Two very different types of scandals have hit Broadway in recent days involving the musicals “Funny Girl” and “Paradise Square” (which played its last performance on Sunday).
The “Funny Girl” scandal is an old-school behind-the-scenes drama and second-hand gossip that has received unusually heavy media attention.
I admit it: the situation has been strangely intriguing and captivating. How exactly did Beanie Feldstein (who was perfectly fine in a small comedic role in the revival of “Hello, Dolly!”) in 2016 land the role of Fanny Brice (created by none other than Barbra Streisand), who requires powerful belts in addition to the ability to play broad comedy and sentimental romance?
Following tough internet discussion and criticism and a lack of Tony nominations, it was announced last month that Feldstein would be leaving the show in September, which quickly led to speculation that Lea Michele (who seemed destined to play Fanny Brice ten years ago during her “Glee” days) would reprise the role.
Last week, Feldstein posted on social media that she was leaving two months earlier than planned due to a supposed decision by production to “take the show in a different direction.” Less than 24 hours later, Michele was officially confirmed as the new Fanny.
Since then, there have been competing reports about whether or not the producers were given advance notice of Feldstein’s social media post. To make matters even more awkward, Feldstein was also absent from the series this weekend due to illness, leaving Fanny to be played by Julie Benko (who will take on the role full-time between Feldstein’s exit and Michele’s arrival). ).

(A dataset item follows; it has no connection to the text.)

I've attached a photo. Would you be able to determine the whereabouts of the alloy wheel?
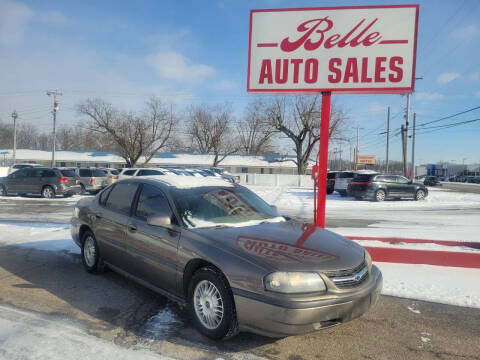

By comparison, the “Paradise Square” scandal is far more serious and involves the alleged exploitation of theater performers. It deserves more attention and media attention.
Just after the show (which has struggled at the box office since previews began) was announced to be shutting down on Sunday, news spread that several lawsuits had been filed against the producers of the show. show for non-payment of fees and that direct deposit payments to cast members had been delayed. Thursday. The show also encountered issues with missed payments during rehearsals.

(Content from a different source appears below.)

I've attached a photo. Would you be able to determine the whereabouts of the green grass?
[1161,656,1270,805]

At the end of the week, the actors wrote to their union, the Actors’ Equity Association, asking that producer Garth Drabinsky be replaced on Equity’s “Not Working” list “due to payments and delinquent benefits and an ongoing pattern of abuse and neglect that has created an unsafe and toxic work environment,” according to The Hollywood Reporter. In response, Equity said it planned to place Drabinsky on the “Don’t not work”, which would effectively prevent him from being able to work with unionized actors in the future.
Drabinsky was a major 1990s Broadway producer who was later convicted of fraud and sentenced to prison. How exactly Drabinsky was able to return to Broadway with “Paradise Square” is a much bigger and scarier question than how Feldstein was cast and replaced as Fanny in “Funny Girl.”